Facebook combatte il Revenge porn, ma vuole le tue foto di nudo

Facebook è sempre più vicino e più attento ai bisogni dei propri utenti. Proprio negli ultimi giorni, il  social network più utilizzato al mondo, pare stia testando un nuovo metodo per poter combattere il fenomeno del Revenge porn. In che modo? Sembra che Facebook stia chiedendo al proprio utente di caricare le foto di nudo su Messenger, in modo da permettere alla piattaforma di poter riconoscere eventuali usi impropri futuri da parte delle altre persone.

Revenge porn, cos’è?

Si tratta di un fenomeno molto diffuso che prevede la pubblicazione sui social network di immagini che ritraggono parti intime dell’ex partner. Solitamente questo comportamento viene messa in atto da partner che vogliono vendicarsi per essere stati lasciati. I fatti di cronaca avvenuti negli ultimi anni, ci testimoniano che In molti casi le vittime del Revenge porn hanno avuto molte difficoltà a superare questo evento drammatico. In tanti non sono riusciti a superare l’accaduto e addirittura sono giunti al suicidio. Altri invece hanno avuto la forza di reagire denunciando l’ex partner.

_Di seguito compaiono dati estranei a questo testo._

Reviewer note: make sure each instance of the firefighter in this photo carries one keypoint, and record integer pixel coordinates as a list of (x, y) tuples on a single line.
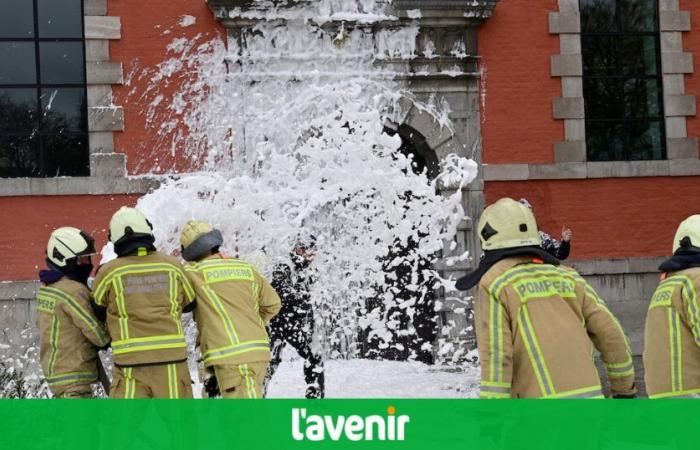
[(294, 325), (142, 295), (535, 319), (672, 332), (235, 304), (69, 333)]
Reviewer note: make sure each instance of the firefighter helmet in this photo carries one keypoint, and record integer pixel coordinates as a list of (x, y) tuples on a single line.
[(197, 239), (128, 223), (688, 234), (507, 224), (68, 243)]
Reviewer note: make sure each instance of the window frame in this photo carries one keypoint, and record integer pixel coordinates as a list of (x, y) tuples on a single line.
[(36, 39), (659, 77)]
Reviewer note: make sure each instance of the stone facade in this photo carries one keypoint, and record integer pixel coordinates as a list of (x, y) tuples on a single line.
[(107, 168), (444, 26)]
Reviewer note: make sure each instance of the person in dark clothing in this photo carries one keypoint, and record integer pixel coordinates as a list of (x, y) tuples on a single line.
[(558, 249), (294, 325)]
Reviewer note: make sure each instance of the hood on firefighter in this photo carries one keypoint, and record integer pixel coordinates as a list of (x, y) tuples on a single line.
[(198, 239), (688, 235)]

Ovviamente pubblicare le immagini intime dell’ex fidanzata o dell’ex fidanzato non è legale. La conseguenza è il carcere, oltre che il pagamento di danni di immagine e psicologici all’ex partner. Mentre in altri paesi, tra i quali Israele, Germania, Regno Unito e 34 stati degli Stati Uniti e Australia esiste una legge specifica sul Revenge porn, in Italia questa manca. Nel nostro paese più che altro questa legge rientra nella fattispecie del reato di diffamazione e di violazione della privacy. Giusto nel mese di settembre del 2016 pare sia stata presentata una proposta di legge per l’introduzione dell’articolo 612 ter del Codice Penale riguardante proprio il reato di diffusione di immagini e video sessualmente espliciti.

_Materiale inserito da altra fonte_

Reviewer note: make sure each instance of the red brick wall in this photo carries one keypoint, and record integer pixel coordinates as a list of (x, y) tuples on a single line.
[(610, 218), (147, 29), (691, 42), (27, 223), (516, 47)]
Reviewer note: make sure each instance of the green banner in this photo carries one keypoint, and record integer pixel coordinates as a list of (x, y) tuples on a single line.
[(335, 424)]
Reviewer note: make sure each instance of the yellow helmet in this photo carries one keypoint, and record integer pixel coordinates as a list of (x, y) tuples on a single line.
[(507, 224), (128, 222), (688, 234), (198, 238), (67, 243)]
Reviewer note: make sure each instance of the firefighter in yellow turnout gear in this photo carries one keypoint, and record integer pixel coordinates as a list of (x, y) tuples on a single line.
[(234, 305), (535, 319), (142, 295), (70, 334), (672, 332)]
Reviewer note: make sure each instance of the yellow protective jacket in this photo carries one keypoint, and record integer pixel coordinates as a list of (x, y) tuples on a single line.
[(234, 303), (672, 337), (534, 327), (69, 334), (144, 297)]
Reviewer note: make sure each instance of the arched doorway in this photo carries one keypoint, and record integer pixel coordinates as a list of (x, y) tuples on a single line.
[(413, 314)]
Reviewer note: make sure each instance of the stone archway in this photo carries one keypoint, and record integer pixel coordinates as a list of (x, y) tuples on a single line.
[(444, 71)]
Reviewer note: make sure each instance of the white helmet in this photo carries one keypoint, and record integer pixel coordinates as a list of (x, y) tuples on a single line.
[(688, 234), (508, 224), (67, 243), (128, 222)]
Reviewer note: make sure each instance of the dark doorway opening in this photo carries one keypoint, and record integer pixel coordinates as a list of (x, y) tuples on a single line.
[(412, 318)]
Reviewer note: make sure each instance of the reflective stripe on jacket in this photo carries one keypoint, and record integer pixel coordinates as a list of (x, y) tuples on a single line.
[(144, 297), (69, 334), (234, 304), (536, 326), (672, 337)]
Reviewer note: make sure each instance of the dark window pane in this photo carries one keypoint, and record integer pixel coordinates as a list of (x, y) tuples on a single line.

Facebook combatte il Revenge porn

Facebook combatte il Revenge porn, ma vuole le tue foto di nudo

Facebook ha deciso di sperimentare un nuovo metodo per poter combattere, dunque, questo fenomeno. Questa strategia si basa perlopiù sulla prevenzione e non sull’ intervento in seguito alla pubblicazione. In cosa consiste questo metodo? Stando a quanto riferito, sembra che l’utente dopo aver compilato un questionario degli ufficio e-Safety, che si occupa di sicurezza online, dovrà caricare su Messenger una propria foto intima.

Questa dovrà essere etichettata come una immagine intima non consensuale. Facebook in questo modo eviterà che persone malintenzionate e non autorizzate possono caricare la stessa immagine. Inoltre emerso che queste immagini non saranno tenute in memoria da parte di Facebook, ma saranno utilizzate soltanto come una sorta di impronta digitale.

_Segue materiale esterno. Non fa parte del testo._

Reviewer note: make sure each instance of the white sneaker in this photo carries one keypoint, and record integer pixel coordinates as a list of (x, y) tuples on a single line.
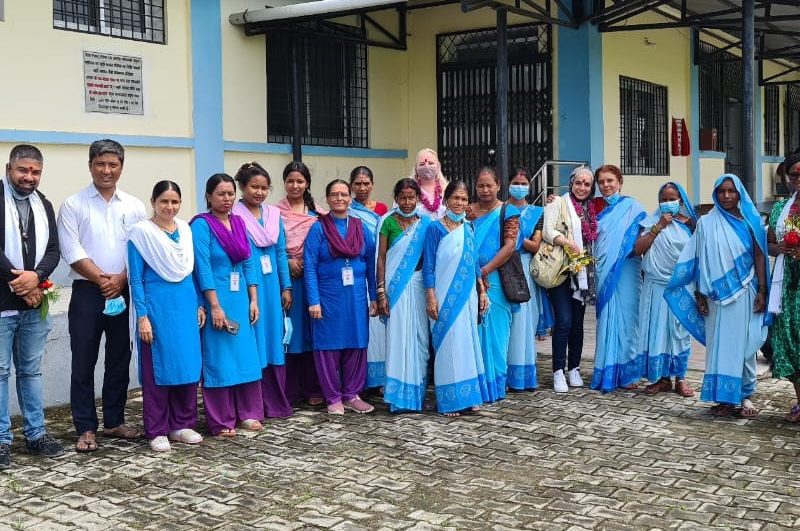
[(575, 379), (559, 382), (160, 444), (186, 436)]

Si tratta di un metodo che comunque in fase di sperimentazione e nello specifico pare sia attivo attualmente in Australia. Sarà  l’ intelligenza artificiale del social network che dovrà individuare le immagini sospette o uguali proprio a quelle inviate dall’utente. In questo modo le immagini potranno essere bloccate prima che qualcun altro all’interno della piattaforma voglio pubblicarle. Già lo scorso mese di aprile negli Stati Uniti, Facebook pare abbia introdotto una tecnologia chiamata Photo matching, al fine di potersi assicurare che le persone non possono ri condividere immagini che precedentemente erano state segnalate e trattate come Revenge porn.

Non resta che attendere di capire se questa sperimentazione abbia portato al raggiungimento dell’obiettivo.